Vous avez voyagé dans le monde entier…
Oui, l'ONL a fait le tour du monde mais il s'est aussi donné en spectacle dans 250 villes de la région. Ça aussi, ça compte. Pierre Mauroy m'avait dit : "Donnez au Nord, il vous le rendra." J'ai donné 85% de ma vie à cette région, et je peux vous dire que je l'aime. Une chose que tout le monde ne sait pas, c'est que je me suis occupé de 15 000 enfants par an, l'ONL étant jumelé avec des écoles. Je suis fier de voir que beaucoup de jeunes ont accompli de beaux parcours.
L'autre jour, j'étais chez le préfet, un jeune homme m'a abordé pour me remercier. Il m'a confié que son frère avait fait Sup de Co et lui-même, Sciences Po, au point d'être aujourd'hui le bras droit du préfet. Il m'a dit que ce parcours, ils me le devaient en partie. C'est une fierté sans nom. Je crois aux vertus thérapeutiques de la culture musicale, comme Dostoïevski, qui disait : "La beauté sauvera le monde", ou mon ami Armand Marquiset, fondateur des Petits frères des pauvres qui affirmait qu'il fallait "des fleurs avant du pain", c'est-à-dire du beau avant l'utile.
Transmettre, c'est dans ma nature profonde
Cette émotion qui m'a souvent submergé, j'ai voulu la partager. Transmettre, c'est dans ma nature profonde. Nous transmettons ce qui est notre humus, et les jeunes en face sont des éponges qui n'ont qu'une envie, d'être humectées. Parfois, on a des papillons dans les yeux. La musique s'adresse à l'imaginaire, on transmet des émotions indicibles, et le chef d'orchestre, c'est un peu Gepetto qui anime un chef d'œuvre immobile.
Quel est votre plus grand souvenir de musique ?

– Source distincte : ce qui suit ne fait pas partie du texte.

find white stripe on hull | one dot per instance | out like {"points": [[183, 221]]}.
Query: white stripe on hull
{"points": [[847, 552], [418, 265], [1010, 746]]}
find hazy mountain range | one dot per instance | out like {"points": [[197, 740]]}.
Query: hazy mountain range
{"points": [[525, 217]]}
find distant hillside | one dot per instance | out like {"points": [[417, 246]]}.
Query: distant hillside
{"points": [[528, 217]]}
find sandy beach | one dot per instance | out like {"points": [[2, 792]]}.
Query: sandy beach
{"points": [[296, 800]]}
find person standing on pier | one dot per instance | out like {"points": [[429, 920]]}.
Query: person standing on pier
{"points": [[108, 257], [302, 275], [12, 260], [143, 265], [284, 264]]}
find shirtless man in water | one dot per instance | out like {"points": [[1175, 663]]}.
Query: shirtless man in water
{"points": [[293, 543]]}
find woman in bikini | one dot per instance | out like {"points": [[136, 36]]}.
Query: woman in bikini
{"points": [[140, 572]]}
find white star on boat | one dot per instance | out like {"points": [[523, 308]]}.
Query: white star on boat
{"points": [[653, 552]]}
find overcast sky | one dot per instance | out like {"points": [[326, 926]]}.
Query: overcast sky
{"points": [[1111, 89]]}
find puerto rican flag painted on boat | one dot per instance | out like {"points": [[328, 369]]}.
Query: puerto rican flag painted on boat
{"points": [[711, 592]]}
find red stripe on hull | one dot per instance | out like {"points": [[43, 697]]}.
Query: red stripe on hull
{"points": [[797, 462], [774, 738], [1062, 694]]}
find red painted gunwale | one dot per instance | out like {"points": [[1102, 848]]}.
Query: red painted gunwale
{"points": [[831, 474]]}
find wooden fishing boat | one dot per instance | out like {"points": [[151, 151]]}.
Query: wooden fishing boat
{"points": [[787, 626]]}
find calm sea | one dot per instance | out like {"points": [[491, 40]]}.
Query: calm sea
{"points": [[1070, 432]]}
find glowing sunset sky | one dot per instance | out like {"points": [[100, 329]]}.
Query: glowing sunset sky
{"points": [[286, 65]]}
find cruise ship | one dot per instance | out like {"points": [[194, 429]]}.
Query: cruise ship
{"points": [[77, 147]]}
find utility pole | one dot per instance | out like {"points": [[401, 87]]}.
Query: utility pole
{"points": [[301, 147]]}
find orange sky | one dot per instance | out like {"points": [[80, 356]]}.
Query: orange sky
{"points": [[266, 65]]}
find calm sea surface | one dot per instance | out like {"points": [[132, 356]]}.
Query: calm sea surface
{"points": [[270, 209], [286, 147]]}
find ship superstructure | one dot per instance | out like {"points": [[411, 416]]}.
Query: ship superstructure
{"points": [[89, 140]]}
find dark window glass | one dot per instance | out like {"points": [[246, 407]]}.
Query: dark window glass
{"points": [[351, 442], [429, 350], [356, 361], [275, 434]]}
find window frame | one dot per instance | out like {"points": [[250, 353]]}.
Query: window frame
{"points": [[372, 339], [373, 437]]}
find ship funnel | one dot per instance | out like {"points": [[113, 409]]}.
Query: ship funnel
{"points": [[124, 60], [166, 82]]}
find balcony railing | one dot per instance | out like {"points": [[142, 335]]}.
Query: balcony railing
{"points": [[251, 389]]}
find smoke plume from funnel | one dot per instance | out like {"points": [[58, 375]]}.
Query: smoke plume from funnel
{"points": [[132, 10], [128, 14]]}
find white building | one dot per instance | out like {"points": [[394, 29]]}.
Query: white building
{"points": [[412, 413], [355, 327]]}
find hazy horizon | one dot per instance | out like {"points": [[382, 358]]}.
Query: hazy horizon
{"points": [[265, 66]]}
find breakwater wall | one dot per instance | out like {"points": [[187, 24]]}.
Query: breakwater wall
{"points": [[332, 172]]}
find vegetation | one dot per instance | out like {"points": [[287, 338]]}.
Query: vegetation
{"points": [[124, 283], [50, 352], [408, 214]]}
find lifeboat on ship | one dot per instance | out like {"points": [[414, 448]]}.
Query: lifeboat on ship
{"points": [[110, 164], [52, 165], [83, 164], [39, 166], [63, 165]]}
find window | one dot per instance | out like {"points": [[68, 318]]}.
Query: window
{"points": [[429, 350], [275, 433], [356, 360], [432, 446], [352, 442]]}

Impossible d'en choisir un seul ! Spontanément je pense à cette célébration à Notre-Dame de Lorette, un hommage à tous les morts de la guerre 14, nous avions joué la 9e symphonie de Beethoven, au milieu de ces tombes. Il y a aussi ce voyage en Afrique, nous étions le premier orchestre symphonique à jouer en Afrique noire… Au Liban, sur les lieux-mêmes où s'étaient déroulés de violents affrontements, nous avons joué au milieu des druzzes, des musulmans et des juifs, sous une belle nuit étoilée…

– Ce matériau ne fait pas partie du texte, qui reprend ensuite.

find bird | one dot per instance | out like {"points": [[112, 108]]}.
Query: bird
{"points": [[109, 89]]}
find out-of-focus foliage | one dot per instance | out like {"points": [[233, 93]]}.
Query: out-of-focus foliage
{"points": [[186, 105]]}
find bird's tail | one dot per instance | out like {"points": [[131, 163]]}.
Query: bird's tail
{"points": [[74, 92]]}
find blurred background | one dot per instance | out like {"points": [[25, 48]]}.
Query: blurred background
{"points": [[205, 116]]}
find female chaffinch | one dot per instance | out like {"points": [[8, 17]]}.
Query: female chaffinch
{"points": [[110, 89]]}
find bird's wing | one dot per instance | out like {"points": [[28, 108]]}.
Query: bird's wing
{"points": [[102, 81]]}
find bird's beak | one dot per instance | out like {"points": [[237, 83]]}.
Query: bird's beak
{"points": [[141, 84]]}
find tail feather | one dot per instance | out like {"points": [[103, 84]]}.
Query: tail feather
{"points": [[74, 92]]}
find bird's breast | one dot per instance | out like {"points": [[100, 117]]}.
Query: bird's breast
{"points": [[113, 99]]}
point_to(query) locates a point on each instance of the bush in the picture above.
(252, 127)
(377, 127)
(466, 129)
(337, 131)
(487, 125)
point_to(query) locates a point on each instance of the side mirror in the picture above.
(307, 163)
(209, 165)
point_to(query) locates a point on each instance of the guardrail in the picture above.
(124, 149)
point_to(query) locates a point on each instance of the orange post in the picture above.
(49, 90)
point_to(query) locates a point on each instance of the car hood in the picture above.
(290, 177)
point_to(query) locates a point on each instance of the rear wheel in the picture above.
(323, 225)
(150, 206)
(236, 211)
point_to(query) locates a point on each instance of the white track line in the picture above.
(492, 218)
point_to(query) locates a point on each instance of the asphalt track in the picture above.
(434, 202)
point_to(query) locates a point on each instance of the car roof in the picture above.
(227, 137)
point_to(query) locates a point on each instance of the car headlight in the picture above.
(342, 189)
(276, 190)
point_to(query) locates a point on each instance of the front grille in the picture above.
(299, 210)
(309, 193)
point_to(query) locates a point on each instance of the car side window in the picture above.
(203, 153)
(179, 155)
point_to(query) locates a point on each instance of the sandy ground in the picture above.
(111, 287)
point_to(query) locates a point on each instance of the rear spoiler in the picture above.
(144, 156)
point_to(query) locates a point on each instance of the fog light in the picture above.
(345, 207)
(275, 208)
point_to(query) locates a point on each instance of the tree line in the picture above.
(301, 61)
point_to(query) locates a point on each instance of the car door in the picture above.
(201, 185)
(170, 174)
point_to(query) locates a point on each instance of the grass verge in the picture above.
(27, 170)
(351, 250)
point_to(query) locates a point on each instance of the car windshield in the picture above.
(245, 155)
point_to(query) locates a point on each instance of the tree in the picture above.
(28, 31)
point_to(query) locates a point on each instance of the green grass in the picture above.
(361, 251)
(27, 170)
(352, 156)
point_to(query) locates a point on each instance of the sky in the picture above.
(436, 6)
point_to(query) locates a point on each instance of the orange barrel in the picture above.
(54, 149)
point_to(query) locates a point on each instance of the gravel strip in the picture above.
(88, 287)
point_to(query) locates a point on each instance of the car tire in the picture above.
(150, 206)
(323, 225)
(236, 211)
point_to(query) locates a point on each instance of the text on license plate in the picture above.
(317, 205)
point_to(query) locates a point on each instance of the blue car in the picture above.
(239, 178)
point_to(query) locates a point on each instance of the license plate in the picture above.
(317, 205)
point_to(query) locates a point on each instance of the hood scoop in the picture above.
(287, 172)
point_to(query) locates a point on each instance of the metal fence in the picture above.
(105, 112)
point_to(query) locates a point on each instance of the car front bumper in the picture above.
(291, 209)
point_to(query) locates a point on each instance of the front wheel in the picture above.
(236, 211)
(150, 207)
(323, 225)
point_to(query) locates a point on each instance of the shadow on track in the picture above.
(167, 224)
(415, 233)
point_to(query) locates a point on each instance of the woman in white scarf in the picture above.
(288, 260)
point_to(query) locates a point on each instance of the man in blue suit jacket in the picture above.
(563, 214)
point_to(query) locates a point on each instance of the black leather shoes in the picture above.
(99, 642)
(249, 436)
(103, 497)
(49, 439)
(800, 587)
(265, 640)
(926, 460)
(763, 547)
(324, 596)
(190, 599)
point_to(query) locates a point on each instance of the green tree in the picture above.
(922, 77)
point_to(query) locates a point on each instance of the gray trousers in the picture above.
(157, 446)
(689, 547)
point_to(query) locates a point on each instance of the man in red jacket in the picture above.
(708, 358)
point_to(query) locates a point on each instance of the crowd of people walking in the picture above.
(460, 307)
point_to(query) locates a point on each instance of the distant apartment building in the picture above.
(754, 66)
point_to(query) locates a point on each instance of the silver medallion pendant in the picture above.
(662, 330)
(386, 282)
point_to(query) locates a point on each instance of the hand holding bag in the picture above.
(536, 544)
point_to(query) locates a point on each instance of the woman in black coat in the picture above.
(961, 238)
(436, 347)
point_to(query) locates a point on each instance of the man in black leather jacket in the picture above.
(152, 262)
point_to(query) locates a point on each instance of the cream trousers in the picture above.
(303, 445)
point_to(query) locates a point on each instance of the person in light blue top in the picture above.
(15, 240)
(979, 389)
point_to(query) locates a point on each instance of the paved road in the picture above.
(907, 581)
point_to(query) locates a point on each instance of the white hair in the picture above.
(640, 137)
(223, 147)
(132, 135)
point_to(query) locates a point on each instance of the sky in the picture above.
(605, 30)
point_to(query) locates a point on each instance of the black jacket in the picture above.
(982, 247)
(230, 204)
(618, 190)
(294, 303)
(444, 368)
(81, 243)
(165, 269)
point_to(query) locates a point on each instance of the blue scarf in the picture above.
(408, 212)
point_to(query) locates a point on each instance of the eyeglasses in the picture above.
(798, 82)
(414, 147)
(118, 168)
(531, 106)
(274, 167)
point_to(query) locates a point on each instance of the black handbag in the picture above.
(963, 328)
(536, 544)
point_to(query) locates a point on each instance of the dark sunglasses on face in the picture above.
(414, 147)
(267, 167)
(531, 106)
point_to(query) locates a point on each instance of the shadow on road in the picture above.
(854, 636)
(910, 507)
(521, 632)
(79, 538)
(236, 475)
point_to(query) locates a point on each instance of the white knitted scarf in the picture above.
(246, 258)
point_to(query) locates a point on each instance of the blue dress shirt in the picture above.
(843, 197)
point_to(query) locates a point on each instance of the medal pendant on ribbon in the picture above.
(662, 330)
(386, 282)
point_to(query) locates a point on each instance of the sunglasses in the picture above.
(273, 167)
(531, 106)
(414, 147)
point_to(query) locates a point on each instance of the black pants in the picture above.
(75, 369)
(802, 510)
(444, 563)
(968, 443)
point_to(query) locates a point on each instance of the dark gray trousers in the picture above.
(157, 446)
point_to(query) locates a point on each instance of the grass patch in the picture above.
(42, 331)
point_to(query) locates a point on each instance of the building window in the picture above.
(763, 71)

Ah, je sais. Un moment immense. Le roi du Maroc nous avait demandé de jouer pour la venue du Pape. Il y avait un imam qui chantait, une chanteuse juive, une autre chrétienne, c'était la représentation de l'œcuménisme humain à travers la musique. Grâce à l'ONL, j'ai côtoyé de grands événements historiques.
Les concerts vous manquent ?
Tellement... Là, je devrais être au Japon, j'ai aussi été invité en Chine, en Russie, mais tous les concerts ont été reportés sine die. J'ai vu s'annuler depuis le début de la crise sanitaire 21 concerts et neuf programmations. Mon dernier concert avec l'ONL date d'il y a huit mois, alors celui de ce soir me fait un plaisir fou ! Pour ce concert digital, retransmis ce soir (mercredi 12 mai) sur la chaîne YouTube de l'ONL, le programme est magnifique.
Nous allons jouer l'un des plus célèbres pages classiques au monde, la 5e Symphonie de Beethoven. Et puis nous accompagnerons la jeune violoncelliste russe Anastasia Kobekina qui interprétera le 1er concerto pour violoncelle de Chostakovitch.
Le concert sera retransmis ce mercredi 12 mai 2021 à 20 heures. Jean-Claude Casadesus sera également présent pour la clôture du Lille Piano(s) Festival 2021 le dimanche 20 juin au Nouveau Siècle de Lille. Informations à venir sur le site du festival.